Critics of Mr. Dole’s 15 percent tax cut say that he risks repeating Ronald Reagan’s budget-busting fiscal mistake of the 1980’s. The charge is fair, but it should not obscure another: Both Mr. Dole and Mr. Clinton threaten to repeat the big fiscal mistake of the 1970’s, when the roots of the deficit crisis were put down by Presidents Nixon, Ford and Carter.

Their Administrations cut defense sharply—from 9.4 percent of the gross domestic product in 1968, at the height of the Vietnam War, to less than 5 percent a decade later. They spent the savings on entitlement programs, primarily for the elderly. By the time the country decided it had become dangerously weak, the money had been sopped up by programs that were very hard to cut politically. That was what made the deficit so intractable.

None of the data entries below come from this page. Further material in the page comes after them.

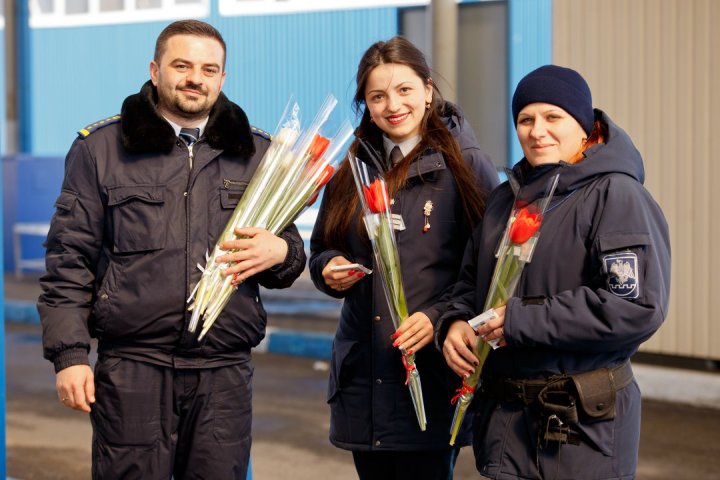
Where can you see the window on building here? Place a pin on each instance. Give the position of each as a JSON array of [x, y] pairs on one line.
[[268, 7], [73, 13]]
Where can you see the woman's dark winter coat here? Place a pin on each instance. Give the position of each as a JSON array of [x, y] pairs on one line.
[[572, 311], [371, 407]]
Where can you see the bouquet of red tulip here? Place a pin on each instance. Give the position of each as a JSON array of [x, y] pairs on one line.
[[516, 249], [294, 169], [375, 203]]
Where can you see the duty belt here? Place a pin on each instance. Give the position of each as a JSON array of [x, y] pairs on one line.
[[527, 391]]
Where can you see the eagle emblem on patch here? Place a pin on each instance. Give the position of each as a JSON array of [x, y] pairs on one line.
[[622, 274]]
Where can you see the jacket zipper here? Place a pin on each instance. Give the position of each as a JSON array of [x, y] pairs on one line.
[[190, 156], [227, 183]]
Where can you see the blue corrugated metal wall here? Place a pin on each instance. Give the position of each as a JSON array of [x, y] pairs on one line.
[[3, 456], [79, 75], [529, 46]]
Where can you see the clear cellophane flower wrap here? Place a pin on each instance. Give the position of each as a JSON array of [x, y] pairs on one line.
[[377, 217], [515, 250], [295, 167]]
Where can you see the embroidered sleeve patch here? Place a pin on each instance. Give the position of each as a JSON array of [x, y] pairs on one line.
[[622, 274]]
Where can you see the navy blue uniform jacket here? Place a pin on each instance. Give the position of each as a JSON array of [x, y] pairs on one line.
[[571, 312], [370, 404], [132, 223]]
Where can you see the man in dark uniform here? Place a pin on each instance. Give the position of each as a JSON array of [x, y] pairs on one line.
[[145, 195]]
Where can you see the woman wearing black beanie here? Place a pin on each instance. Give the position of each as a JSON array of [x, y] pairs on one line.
[[557, 399]]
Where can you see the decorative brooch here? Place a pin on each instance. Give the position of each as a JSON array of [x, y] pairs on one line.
[[427, 210]]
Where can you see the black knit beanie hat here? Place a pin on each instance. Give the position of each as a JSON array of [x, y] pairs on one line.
[[559, 86]]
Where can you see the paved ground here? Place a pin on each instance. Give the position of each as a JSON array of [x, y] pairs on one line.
[[45, 441]]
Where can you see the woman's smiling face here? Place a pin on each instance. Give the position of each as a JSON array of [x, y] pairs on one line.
[[396, 97], [548, 134]]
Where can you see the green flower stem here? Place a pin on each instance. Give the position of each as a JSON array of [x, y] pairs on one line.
[[388, 261]]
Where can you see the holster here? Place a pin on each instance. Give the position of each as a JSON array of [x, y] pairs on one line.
[[597, 390], [563, 401]]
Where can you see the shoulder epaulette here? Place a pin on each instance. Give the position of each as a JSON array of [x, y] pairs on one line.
[[260, 132], [98, 125]]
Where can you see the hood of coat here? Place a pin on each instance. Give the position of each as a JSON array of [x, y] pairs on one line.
[[617, 155], [144, 130], [456, 123]]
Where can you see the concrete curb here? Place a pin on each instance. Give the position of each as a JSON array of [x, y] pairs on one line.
[[700, 389]]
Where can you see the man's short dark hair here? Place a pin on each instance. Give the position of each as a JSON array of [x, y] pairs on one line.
[[187, 27]]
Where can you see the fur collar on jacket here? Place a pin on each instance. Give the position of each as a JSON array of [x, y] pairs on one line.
[[144, 130]]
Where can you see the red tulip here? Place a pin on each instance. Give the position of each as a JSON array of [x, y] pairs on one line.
[[375, 196], [318, 147], [324, 178], [524, 226]]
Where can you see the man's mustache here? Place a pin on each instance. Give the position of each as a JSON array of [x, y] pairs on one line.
[[193, 86]]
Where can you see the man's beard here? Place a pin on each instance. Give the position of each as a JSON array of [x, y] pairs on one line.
[[190, 109]]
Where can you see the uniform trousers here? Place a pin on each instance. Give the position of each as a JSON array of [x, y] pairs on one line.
[[398, 465], [155, 422]]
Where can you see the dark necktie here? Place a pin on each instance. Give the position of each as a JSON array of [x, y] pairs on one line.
[[189, 135], [395, 156]]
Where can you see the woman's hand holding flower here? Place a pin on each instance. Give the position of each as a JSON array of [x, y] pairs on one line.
[[493, 330], [414, 333], [458, 349], [340, 280], [253, 252]]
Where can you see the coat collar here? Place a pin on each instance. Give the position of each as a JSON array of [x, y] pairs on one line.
[[144, 130]]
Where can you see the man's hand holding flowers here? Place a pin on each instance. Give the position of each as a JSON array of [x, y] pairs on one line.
[[461, 337], [254, 251]]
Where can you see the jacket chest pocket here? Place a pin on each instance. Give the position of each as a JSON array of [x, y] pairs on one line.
[[231, 193], [138, 220]]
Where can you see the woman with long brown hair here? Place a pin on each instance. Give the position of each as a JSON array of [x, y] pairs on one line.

In the last decade, defense has accounted for basically all the net reductions in Federal spending. Taxes have gone up a bit, but so have entitlements. In effect, the military has brought down the deficit.

If America decides in a few years that disarmament has gone too far, what happens? Then we will look around and discover, as we did in the 1980’s, that the money has already been promised away. Increasing the Pentagon budget at that point would mean throwing gasoline on a fiscal fire just starting to smolder as baby boomers begin to claim their retirement benefits.

Perhaps this latest gamble will pay off. Perhaps the decision to protect Social Security by chopping defense will prove sound. But it should be just that—a decision, not a given. Bill Clinton and Bob Dole should tell the voters what’s really at stake.

Jonathan Rauch, a guest scholar at the Brookings Institution, is the author of “Demosclerosis: The Silent Killer of American Government.”